Monthly
288 pp. per issue
6 x 9, illustrated
ISSN
0899-7667
E-ISSN
1530-888X
2014 Impact factor:
2.21

Neural Computation

September 2010, Vol. 22, No. 9, Pages 2229-2284
(doi: 10.1162/NECO_a_00012)
© 2010 Massachusetts Institute of Technology
Topographic Mapping of Large Dissimilarity Data Sets
Article PDF (572.72 KB)
Abstract

Topographic maps such as the self-organizing map (SOM) or neural gas (NG) constitute powerful data mining techniques that allow simultaneously clustering data and inferring their topological structure, such that additional features, for example, browsing, become available. Both methods have been introduced for vectorial data sets; they require a classical feature encoding of information.
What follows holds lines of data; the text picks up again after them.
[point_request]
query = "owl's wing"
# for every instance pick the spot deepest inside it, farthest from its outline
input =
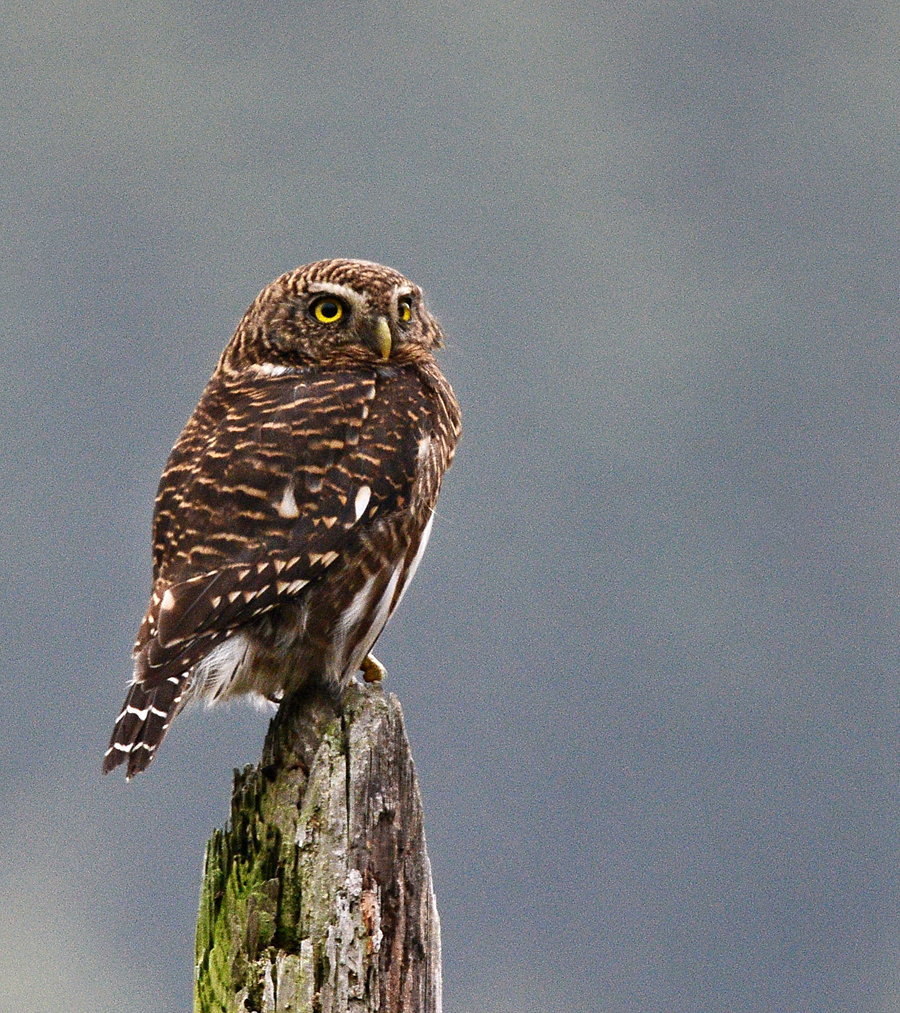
(267, 486)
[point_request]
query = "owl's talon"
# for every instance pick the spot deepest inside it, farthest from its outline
(373, 671)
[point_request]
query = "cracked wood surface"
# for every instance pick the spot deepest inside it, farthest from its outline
(317, 898)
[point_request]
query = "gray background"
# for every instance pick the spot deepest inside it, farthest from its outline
(649, 666)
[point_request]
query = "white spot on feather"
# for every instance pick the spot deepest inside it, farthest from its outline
(362, 500)
(288, 507)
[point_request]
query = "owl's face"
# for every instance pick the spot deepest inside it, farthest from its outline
(335, 314)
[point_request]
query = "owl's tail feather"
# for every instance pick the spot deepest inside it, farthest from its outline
(142, 724)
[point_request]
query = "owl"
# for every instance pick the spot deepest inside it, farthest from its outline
(296, 504)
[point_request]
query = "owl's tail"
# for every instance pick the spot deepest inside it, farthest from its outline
(142, 725)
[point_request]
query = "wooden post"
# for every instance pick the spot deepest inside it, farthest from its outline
(318, 897)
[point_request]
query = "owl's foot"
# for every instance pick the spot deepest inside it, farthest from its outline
(373, 671)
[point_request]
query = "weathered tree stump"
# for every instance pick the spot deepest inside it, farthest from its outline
(318, 897)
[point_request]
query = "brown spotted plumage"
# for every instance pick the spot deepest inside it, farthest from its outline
(296, 504)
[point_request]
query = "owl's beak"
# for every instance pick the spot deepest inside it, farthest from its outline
(381, 337)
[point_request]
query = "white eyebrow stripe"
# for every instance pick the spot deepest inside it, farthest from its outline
(358, 300)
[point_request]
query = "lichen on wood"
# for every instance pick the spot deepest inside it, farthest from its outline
(317, 898)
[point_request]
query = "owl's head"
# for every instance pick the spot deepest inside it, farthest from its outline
(333, 314)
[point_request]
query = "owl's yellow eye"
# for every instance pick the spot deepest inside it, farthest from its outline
(327, 310)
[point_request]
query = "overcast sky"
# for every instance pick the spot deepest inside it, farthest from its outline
(650, 664)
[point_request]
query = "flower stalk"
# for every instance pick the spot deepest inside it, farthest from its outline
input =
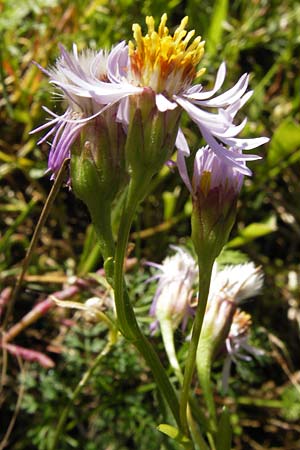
(204, 283)
(125, 315)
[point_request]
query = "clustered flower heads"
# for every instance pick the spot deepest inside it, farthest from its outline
(158, 63)
(177, 276)
(225, 325)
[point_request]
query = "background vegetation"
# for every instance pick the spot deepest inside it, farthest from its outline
(119, 407)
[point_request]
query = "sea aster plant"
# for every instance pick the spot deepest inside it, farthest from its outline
(172, 301)
(229, 287)
(237, 344)
(214, 187)
(177, 276)
(84, 120)
(159, 64)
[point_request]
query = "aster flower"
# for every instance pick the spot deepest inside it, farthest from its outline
(167, 65)
(229, 287)
(237, 344)
(172, 301)
(90, 67)
(214, 188)
(178, 274)
(159, 63)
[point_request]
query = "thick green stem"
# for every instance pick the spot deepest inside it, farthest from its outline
(126, 318)
(204, 283)
(101, 219)
(204, 363)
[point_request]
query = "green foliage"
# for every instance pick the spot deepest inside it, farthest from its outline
(118, 409)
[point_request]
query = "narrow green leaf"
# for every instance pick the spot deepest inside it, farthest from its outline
(224, 434)
(252, 232)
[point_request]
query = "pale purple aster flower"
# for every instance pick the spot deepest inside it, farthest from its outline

Often data are available in the form of pairwise distances only, such as arise from a kernel matrix, a graph, or some general dissimilarity measure. In such cases, NG and SOM cannot be applied directly. In this article, we introduce relational topographic maps as an extension of relational clustering algorithms, which offer prototype-based representations of dissimilarity data, to incorporate neighborhood structure. These methods are equivalent to the standard (vectorial) techniques if a Euclidean embedding exists, while preventing the need to explicitly compute such an embedding. Extending these techniques for the general case of non-Euclidean dissimilarities makes possible an interpretation of relational clustering as clustering in pseudo-Euclidean space. We compare the methods to well-known clustering methods for proximity data based on deterministic annealing and discuss how far convergence can be guaranteed in the general case. Relational clustering is quadratic in the number of data points, which makes the algorithms infeasible for huge data sets. We propose an approximate patch version of relational clustering that runs in linear time. The effectiveness of the methods is demonstrated in a number of examples.